- Cerovec pri Šmarju Location in Slovenia
- Coordinates: 46°12′51.33″N 15°30′30.91″E﻿ / ﻿46.2142583°N 15.5085861°E
- Country: Slovenia
- Traditional region: Styria
- Statistical region: Savinja
- Municipality: Šmarje pri Jelšah

Area
- • Total: 4.42 km^{2} (1.71 sq mi)
- Elevation: 346.3 m (1,136 ft)

Population (2002)
- • Total: 118

= Cerovec pri Šmarju =

Cerovec pri Šmarju (/sl/) is a dispersed settlement in the Municipality of Šmarje pri Jelšah in eastern Slovenia. It lies in the Kozje region (Kozjansko) in the hills to the south of Šmarje pri Jelšah. The area is part of the traditional region of Styria. The municipality is now included in the Savinja Statistical Region.

==Name==
Like other settlements that share the common name Cerovec (e.g., Cerovec pri Črešnjevcu, Cerovec pod Bočem, Veliki Cerovec, etc.), the name is derived from the Slovene common noun cer 'Turkey oak' and originally refers to the local vegetation. The name of the settlement was changed from Cerovec to Cerovec pri Šmarju (literally, 'Cerovec near Šmarje') in 1955.

==Mass graves==
Cerovec pri Šmarju is the site of two mass graves from the period immediately after the Second World War.
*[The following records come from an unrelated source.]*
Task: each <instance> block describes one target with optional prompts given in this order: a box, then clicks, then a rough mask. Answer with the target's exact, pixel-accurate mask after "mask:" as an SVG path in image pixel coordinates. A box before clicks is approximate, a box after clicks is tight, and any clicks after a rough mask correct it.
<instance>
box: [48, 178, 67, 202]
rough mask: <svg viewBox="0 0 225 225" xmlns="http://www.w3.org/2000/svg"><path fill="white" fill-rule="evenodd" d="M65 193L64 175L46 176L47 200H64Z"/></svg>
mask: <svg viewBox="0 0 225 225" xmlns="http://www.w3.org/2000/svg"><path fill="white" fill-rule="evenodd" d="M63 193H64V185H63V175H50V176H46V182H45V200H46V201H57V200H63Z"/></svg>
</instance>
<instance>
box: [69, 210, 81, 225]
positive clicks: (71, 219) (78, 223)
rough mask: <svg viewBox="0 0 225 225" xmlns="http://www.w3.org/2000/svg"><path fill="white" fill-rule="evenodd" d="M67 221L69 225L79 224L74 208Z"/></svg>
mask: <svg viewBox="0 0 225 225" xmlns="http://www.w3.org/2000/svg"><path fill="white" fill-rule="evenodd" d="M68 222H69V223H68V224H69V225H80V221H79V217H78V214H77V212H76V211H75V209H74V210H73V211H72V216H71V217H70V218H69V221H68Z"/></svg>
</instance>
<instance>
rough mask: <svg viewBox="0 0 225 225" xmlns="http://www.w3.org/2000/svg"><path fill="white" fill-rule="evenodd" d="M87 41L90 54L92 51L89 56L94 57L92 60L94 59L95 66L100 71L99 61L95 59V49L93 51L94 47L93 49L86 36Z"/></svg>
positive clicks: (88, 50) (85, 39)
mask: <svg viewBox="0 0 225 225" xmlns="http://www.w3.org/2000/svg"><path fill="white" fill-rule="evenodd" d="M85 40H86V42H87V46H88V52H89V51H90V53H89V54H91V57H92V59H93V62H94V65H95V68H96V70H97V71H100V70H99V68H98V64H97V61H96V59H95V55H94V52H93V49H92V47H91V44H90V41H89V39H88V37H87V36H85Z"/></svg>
They both contain the remains of an unknown number of local Slovene civilians from the Šmarje pri Jelšah area that were murdered after the war. The Kolen Cave Mass Grave (Grobišče Kolen jama) is located on the northeast edge of a meadow next to the woods, 290 m north of the road from Šmarje pri Jelšah, near the Mlinarič farm (Kamenik no. 8). The Pond Mass Grave (Grobišče na ribniku) is located in a meadow that was turned into a pond after the war.